Brexit simply refers to the exit of Britain from the European Union trade bloc. The word is borrowed from Grexit (which is used to refer to the possible exit of Greece from the EU). The recent talk of a pending Brexit has got many panicked over moving countries, loss of jobs, industries collapsing, debt crisis and so much more.
For the first time in 40 years, the British people will, on 23rd of June 2016, hold a referendum to decide whether their membership in EU will be renewed. The Prime Minister declared that Britain will no longer be a super state member of the EU if the referendum results prove their willingness to forge their path away from the union.
Cameron’s Conservative Party promised to let the electorate vote on the country’s EU membership once they worn. Now that they are in office, they have to deliver on their promise. There has been a growing feeling that Britain should withdraw from the EU, roll back the union’s regulations and take back the country’s border controls.
Needless to say, Brexit will grossly impact countless businesses, among them being the logistics industry. EU membership allows free movement within the member states as stipulated in the trade agreements. Let us look at some of the implications of potential Brexit to the logistics services.
The EU is Britain’s largest trading partner. An average of 52% of the country’s products finds good market within the unions members. As such, this partnership ensures that the European market is well supplied and the UK economy and businesses flourish. If the recent traffic at the Channel ports is anything to go by, the sheer volume of imports and exports is astounding.
British exit from the EU will mean that the existing trade agreements with other EU members will be renegotiated. This could mean higher trade tariffs come into play, which could in turn translate to lower movement across borders. Here is the story; when the export levels shrink, the demand for professional logistics services also go down. This last tumble is taken by the logistics industry.
As a current EU member, British citizens enjoy the freedom of moving in and out of member states with minimum restrictions, disruptions and even fast tracking through EU lines at border controls. This allows every citizen to enjoy hassle free travel throughout the continent.
With the possible Brexit, British citizens will no longer have that privilege. This means that they will have to go through the meticulously slow passport control processes, and the same goes for the products. This new process will definitely add to the delivery hours and increase administration work when it comes to navigating the borders that were once wide open. This means that the costs will go up, the delivery speed will increase and the agitated customers may want to pull out. This results in lower business for the logistics industry players.
The possibility of Brexit is very real, and the potential implications on trade are equally worrying. UK exclusion from the luxury of EU free trade agreement may result in increased tariffs which affect imports while reducing competitiveness of the UK product leading to low exports. This reduced trade affects the shipping and logistic companies such as Move-Europe which will have less business.
While all the aforementioned implications can cause major decline in the demand for logistic services, they are without a doubt manageable. A quick reaction to some of these implications can keep the businesses going despite the hardships.
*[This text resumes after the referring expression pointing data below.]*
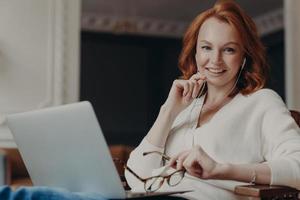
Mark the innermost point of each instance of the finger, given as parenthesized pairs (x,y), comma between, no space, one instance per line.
(173,161)
(185,88)
(190,92)
(180,160)
(196,89)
For example, companies can form strategic dual sourcing partnerships to ensure that business continues as usual, even if the sources change. If the tariffs make import to and export from UK hard and expensive, businesses can always explore other markets, which will keep the logistics companies in business.
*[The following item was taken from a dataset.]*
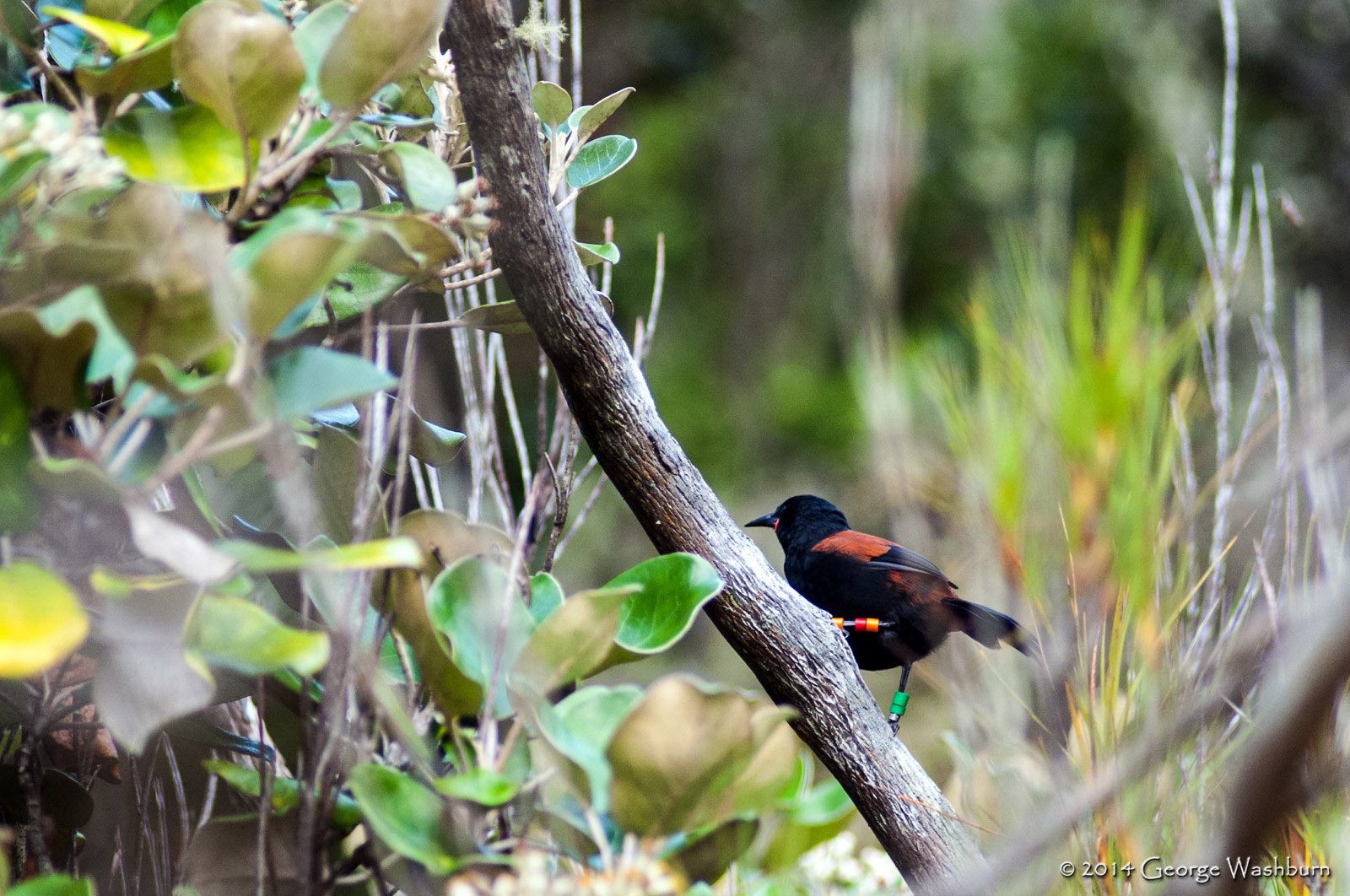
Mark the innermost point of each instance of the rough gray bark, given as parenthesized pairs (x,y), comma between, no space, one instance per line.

The UK membership and possible exit is among the top complex issues to tackle this year. With the nation already divided, the risks involved in case of an exit affect quite a number of companies, which in turn affects the demand for logistics services. Additionally, the tariff regime could spell doom for the strength of the pound, making imports even more expensive.
It is not all doom, however, should Brexit happen. While the current challenges may go on for a few months, there are mitigative measures to take. Businesses may only face a rocky few months before they figure out alternative sources of raw products and markets, which means that the logistics industry will spring back on its feet in no time.